Michael Sayeau 

Occupy!: Scenes From Occupied America; edited by Astra Taylor, Keith Gessen et al – review

A collection of essays from those involved in the Occupy movement is both analytical and full of vivid experience, writes Michael Sayeau
  
  

Occupy Wall Street
Occupy Wall Street protesters: unfortunately the writers only represent a small section of the 99%. Photograph: Keystone USA-Zuma/Rex Features Photograph: KeystoneUSA-ZUMA/Rex Features/KeystoneUSA-ZUMA / Rex Features

After the autumn of discontent comes, inevitably, the winter of writing it all up. An enormous amount of ink has been spilled – and even more HTML compiled – detailing the protest movements around the world last year. But while analytical pieces can dry the spontaneity and vitality out of such events, raw reportage can seem to recapitulate the pervasive critique of the movement – that it is yet another example of demand-less, unthinking "symbolic politics".

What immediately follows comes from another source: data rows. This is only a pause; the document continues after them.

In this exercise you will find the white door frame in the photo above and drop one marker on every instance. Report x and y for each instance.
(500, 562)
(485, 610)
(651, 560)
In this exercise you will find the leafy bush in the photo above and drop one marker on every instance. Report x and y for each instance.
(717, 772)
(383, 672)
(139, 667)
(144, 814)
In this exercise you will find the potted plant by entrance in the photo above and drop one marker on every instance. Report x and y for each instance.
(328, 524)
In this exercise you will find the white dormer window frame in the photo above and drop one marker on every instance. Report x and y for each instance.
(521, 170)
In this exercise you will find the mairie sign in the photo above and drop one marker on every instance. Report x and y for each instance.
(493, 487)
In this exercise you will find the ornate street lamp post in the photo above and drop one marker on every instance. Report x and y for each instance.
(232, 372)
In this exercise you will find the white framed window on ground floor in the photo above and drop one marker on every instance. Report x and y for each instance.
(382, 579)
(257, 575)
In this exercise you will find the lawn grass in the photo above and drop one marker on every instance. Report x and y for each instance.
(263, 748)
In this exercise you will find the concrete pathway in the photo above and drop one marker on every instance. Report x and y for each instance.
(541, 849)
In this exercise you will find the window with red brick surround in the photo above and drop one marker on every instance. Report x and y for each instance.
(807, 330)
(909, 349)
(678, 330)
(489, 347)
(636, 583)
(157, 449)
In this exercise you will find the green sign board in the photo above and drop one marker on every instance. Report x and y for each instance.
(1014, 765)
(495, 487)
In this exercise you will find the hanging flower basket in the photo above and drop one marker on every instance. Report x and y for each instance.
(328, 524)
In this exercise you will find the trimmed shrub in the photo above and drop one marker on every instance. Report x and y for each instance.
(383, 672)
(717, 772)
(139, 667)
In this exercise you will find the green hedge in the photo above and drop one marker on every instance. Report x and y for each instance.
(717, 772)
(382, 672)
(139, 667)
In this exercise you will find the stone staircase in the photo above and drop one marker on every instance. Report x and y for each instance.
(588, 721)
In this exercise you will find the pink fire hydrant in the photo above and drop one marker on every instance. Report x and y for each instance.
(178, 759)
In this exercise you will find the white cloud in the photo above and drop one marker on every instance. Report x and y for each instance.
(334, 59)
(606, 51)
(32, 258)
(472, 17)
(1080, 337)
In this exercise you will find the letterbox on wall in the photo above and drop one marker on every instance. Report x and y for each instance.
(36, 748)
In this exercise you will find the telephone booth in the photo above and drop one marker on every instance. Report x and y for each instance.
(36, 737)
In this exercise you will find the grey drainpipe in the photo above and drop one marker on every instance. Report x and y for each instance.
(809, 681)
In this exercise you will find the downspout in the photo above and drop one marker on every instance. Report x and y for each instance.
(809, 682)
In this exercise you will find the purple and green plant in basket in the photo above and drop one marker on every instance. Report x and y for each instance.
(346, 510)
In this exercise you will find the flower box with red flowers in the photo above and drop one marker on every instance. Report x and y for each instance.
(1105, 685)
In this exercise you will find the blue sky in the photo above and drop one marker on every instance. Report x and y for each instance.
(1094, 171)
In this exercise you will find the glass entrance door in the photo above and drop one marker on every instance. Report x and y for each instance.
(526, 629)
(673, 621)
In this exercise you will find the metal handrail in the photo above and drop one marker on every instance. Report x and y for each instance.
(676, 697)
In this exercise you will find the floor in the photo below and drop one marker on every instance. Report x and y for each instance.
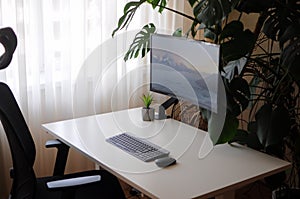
(253, 191)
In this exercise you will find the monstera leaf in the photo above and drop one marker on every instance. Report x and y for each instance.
(158, 3)
(129, 11)
(140, 42)
(254, 6)
(211, 12)
(235, 41)
(272, 125)
(238, 95)
(280, 18)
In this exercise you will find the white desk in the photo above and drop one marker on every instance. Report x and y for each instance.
(226, 168)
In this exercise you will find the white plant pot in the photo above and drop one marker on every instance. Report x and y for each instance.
(148, 114)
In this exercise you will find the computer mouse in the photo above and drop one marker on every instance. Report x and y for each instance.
(165, 161)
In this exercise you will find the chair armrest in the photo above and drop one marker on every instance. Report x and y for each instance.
(61, 156)
(71, 182)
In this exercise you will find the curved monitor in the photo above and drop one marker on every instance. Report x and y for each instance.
(185, 69)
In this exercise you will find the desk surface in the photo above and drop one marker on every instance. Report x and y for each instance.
(225, 168)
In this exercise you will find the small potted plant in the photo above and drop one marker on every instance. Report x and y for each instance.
(147, 111)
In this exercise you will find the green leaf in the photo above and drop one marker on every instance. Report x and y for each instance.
(212, 12)
(291, 59)
(263, 119)
(192, 2)
(210, 34)
(272, 125)
(160, 3)
(254, 6)
(129, 11)
(232, 30)
(280, 18)
(177, 32)
(280, 126)
(140, 42)
(239, 43)
(229, 129)
(238, 94)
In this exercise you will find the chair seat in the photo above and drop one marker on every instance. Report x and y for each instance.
(108, 187)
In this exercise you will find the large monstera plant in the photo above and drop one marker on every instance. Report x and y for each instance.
(260, 68)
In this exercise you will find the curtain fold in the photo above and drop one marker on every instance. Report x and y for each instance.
(53, 72)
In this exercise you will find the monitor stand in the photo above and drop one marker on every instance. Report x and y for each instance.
(163, 107)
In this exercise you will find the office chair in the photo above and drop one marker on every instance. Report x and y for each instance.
(88, 184)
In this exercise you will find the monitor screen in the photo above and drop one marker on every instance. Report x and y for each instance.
(185, 69)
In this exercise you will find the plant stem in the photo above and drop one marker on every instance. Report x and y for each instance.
(180, 13)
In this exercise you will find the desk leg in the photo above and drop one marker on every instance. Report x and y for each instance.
(227, 195)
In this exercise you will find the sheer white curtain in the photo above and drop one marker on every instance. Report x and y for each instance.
(56, 41)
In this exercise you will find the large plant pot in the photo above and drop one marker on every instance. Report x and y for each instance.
(148, 114)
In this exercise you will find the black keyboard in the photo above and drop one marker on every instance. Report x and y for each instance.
(138, 147)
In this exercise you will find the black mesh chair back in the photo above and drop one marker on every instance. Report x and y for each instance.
(21, 145)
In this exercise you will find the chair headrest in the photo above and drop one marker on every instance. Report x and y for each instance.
(9, 41)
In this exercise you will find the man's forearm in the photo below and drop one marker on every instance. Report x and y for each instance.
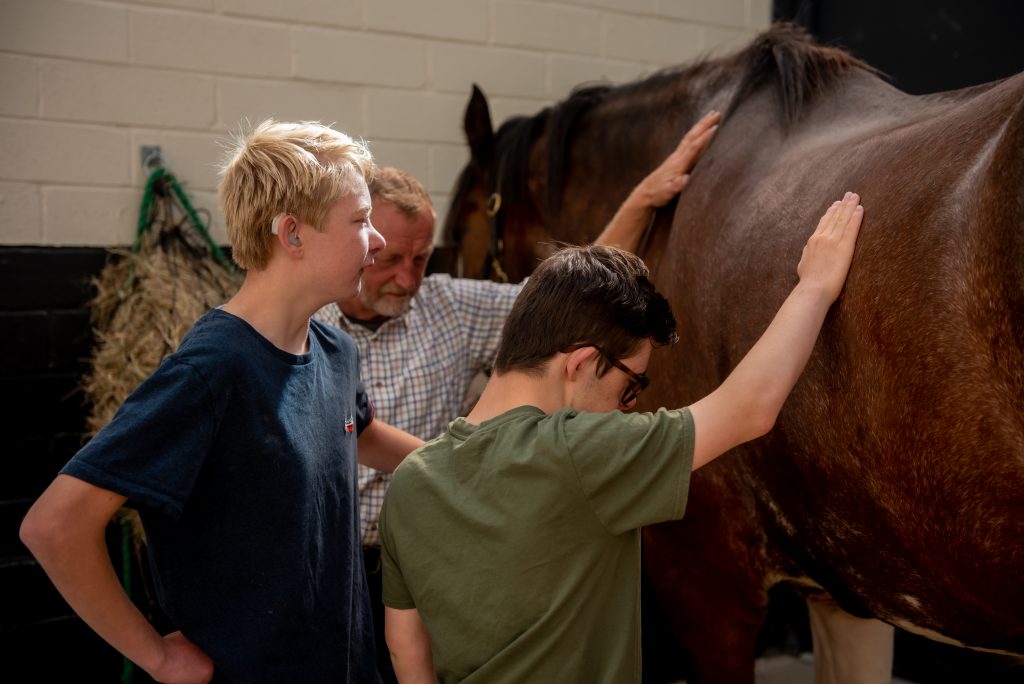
(383, 446)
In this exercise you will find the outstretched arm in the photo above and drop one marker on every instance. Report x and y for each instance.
(745, 405)
(410, 646)
(665, 182)
(65, 529)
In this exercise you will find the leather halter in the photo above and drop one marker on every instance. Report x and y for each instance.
(493, 263)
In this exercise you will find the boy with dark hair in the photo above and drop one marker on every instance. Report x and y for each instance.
(541, 490)
(240, 451)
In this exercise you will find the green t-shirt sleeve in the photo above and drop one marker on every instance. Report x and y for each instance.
(634, 468)
(395, 594)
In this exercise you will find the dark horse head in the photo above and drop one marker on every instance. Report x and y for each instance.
(604, 139)
(892, 481)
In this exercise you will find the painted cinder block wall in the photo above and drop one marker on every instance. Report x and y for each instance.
(83, 84)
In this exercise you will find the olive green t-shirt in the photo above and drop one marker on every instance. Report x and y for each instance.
(518, 540)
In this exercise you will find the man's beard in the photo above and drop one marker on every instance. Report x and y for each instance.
(388, 306)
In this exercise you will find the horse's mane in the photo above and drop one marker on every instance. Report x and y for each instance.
(784, 55)
(800, 68)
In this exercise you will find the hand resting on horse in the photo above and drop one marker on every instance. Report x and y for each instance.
(745, 405)
(658, 187)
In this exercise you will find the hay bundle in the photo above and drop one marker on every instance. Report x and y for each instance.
(147, 298)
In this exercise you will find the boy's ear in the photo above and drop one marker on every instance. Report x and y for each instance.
(288, 233)
(576, 360)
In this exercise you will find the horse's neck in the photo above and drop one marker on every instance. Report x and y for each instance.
(617, 143)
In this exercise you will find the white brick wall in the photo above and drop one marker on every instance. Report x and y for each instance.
(83, 83)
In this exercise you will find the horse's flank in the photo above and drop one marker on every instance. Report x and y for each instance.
(892, 478)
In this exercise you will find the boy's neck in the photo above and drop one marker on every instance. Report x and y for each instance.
(272, 312)
(511, 390)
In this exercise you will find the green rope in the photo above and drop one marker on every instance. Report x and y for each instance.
(144, 210)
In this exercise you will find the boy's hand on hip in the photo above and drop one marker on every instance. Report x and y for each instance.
(184, 663)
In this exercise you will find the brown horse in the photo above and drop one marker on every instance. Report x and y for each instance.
(892, 487)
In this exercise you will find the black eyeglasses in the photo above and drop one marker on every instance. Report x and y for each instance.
(638, 381)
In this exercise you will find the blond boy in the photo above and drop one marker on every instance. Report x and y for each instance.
(240, 452)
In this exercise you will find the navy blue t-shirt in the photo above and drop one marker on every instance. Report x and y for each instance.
(241, 459)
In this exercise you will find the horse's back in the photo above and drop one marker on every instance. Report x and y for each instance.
(894, 474)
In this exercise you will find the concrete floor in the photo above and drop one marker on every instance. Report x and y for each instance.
(790, 670)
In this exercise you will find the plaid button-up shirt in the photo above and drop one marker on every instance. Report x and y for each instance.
(418, 367)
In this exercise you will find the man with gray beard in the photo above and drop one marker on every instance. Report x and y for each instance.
(424, 339)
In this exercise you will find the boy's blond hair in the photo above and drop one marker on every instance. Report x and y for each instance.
(300, 169)
(406, 193)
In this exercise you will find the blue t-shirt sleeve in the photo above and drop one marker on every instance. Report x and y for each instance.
(154, 449)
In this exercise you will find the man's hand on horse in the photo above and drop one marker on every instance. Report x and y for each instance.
(668, 180)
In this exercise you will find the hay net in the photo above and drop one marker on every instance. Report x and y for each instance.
(150, 296)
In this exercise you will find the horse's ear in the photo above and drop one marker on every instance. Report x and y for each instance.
(479, 132)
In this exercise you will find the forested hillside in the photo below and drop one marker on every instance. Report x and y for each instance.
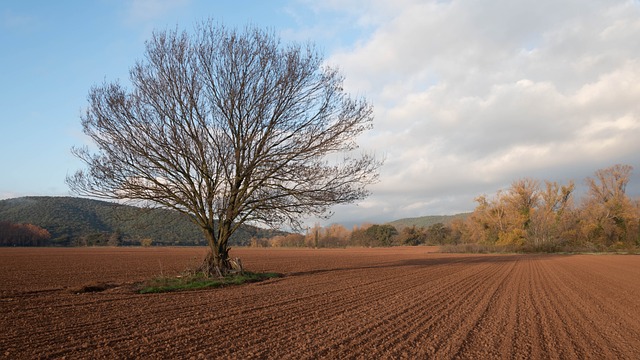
(74, 221)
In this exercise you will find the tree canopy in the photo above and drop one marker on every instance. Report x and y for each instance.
(228, 126)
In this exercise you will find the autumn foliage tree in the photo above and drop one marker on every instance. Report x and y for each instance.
(528, 215)
(609, 216)
(228, 127)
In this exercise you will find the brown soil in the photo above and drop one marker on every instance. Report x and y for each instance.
(394, 303)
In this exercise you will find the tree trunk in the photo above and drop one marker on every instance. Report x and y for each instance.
(216, 263)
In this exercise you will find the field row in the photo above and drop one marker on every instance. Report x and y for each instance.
(353, 303)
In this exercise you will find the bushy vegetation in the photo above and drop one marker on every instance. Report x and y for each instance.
(530, 216)
(71, 221)
(199, 282)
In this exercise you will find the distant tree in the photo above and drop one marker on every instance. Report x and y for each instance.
(437, 233)
(22, 234)
(608, 214)
(381, 235)
(228, 127)
(412, 235)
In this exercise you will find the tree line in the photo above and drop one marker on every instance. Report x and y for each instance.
(22, 234)
(529, 216)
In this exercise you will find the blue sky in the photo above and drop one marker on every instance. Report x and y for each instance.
(469, 96)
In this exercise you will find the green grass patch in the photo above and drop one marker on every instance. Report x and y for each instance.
(199, 282)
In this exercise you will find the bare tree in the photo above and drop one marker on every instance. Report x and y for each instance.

Occupy!, a collection of pieces commissioned by the New York journal n+1 during last year's events on Wall Street, manages admirably to bridge the gap between analysis and description. Around half the pieces take the form of diary-style reports recording the experience of the writer (or writers) as they encounter, engage with, discuss and consider the occupations. Arranged roughly chronologically, and expanding to record other American occupations as the movement spread across the country, they trace the experiences of what the editors call "participant-observers" in the events.

These blog-style pieces are interspersed with more substantive writings, which are the true strength of the collection. Some are transcripts of the speeches of visiting intellectual "celebrities", such as Slavoj Zižek and Judith Butler. But most interesting are those by lesser-known writers who bring us vivid historical analyses of various aspects of the occupations. Alex Vitale contextualises the images of police violence against protesters within the changes in policing tactics over the last few decades, most notably the "Broken Windows" theory so famously implemented by New York mayor Rudy Giuliani and his police commissioner, William Bratton. Mark Greif offers a short but analytically astute genealogy of the drumming circles that performed nearly non-stop at one end of Zuccotti Park – and drove many of the occupiers to a state of near madness

Best of all – and something notably missing from so much writing on this and parallel movements – is LA Kauffman's "The Theology of Consensus", which addresses what might be at once the least glamorous and most important aspect of the occupations: the consensus model of decision-making adopted at OWS and other occupations around the world.

Perhaps the most obvious criticism of this collection is that it comes from a rather rarefied slice of what protesters called "the 99%". The list of contributors at the back includes only two people who don't describe themselves as either a writer, artist, editor or academic: one of these is an "activist and organiser", the other a director of a human rights organisation.

But this, too, is emblematic of the Occupy movement as a whole. Its core constituency is overeducated but underpaid and underemployed, despite having ticked all the boxes of late-capitalist ascent. How to expand this movement beyond the justifiably resentful meritocrats is probably the most important question it faces.